Bugün asıl dijital mecranın şöhretlerini konuşmak gerekir. Gerçi bu mecranın şöhretleri de sosyopsikolojik açıdan ayrı bir doktora konusu. Hatta siyasi olarak toplumsal refleksi bunlar üzerinden okumak mümkün. Çünkü bugün sosyal medyada yırlayıp üç beş bin tıklanan herkes kendini şöhret sanıyor. Milyonları bulan paralar kazanıyor. Hele hatun ise Tiktok denen mecrada başını kıçını sallaması yetiyor. Anında sosyal medya fenomeni oluyor. Freudyen okuma gerektiren tahlillere girmek istemiyorum, çünkü lağımlaşan dijital/toplumsal bilincin kapağını açmak istemiyorum.
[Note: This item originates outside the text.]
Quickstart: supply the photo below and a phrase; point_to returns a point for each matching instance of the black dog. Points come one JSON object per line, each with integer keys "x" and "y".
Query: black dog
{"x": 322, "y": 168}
Eskiden şöhret olmak için çok kabiliyetli ve eğitimli olmak gerekiyordu. Bugün ise sosyal medyada aykırı görünmek yetiyor. Eğitim kültür yetmiyor şöhret olmaya. Hazır cevap olmak, iyi küfredebilmek yahut hatun ise soyunmak yetiyor... Hatta şair ve yazar olmak bile çok kolay olmuş. Üç beş cümle birilerinden aşıran, parasıyla merdiven altı yayınlarda kitap bastırıp sosyal medyada paylaşan kendini şair yazar sanatçı sanıyor... Hele bir de sesi ve diksiyonu güzelse bir meydan şiiri okuyup şöhret olabiliyor... İnternet yüzünden ortalık şöhretten geçilmiyor. Sosyal medya bir nevi şöhret çöplüğü olmuş tıpkı çok kanallı televizyon oyuncuları gibi ekranda bir görünüp bir kayboluyorlar. Çocukluğumdan bu yana Yeşilçam oyuncularının tümünün adını ve hayatını bilirim. Ama dizi film kahramanlarının ne adını biliyorum ne hayatını... Her şehirde bir kaç sinema varken oyuncu değerliydi. Şimdi her evde iki üç televizyon var ama oyuncuların değeri yok. Oyunculuk kabiliyet ve sanata dayanmıyor artık çünkü sinema bir sektör oldu ve tamamen ticarete dönüştü. Eskinin oyuncuları sinemaya gönül vedikleri için aç ölüyorlardı, şimdikler kazanç kapısı gördükleri için zengin yaşayıp tok ölüyorlar...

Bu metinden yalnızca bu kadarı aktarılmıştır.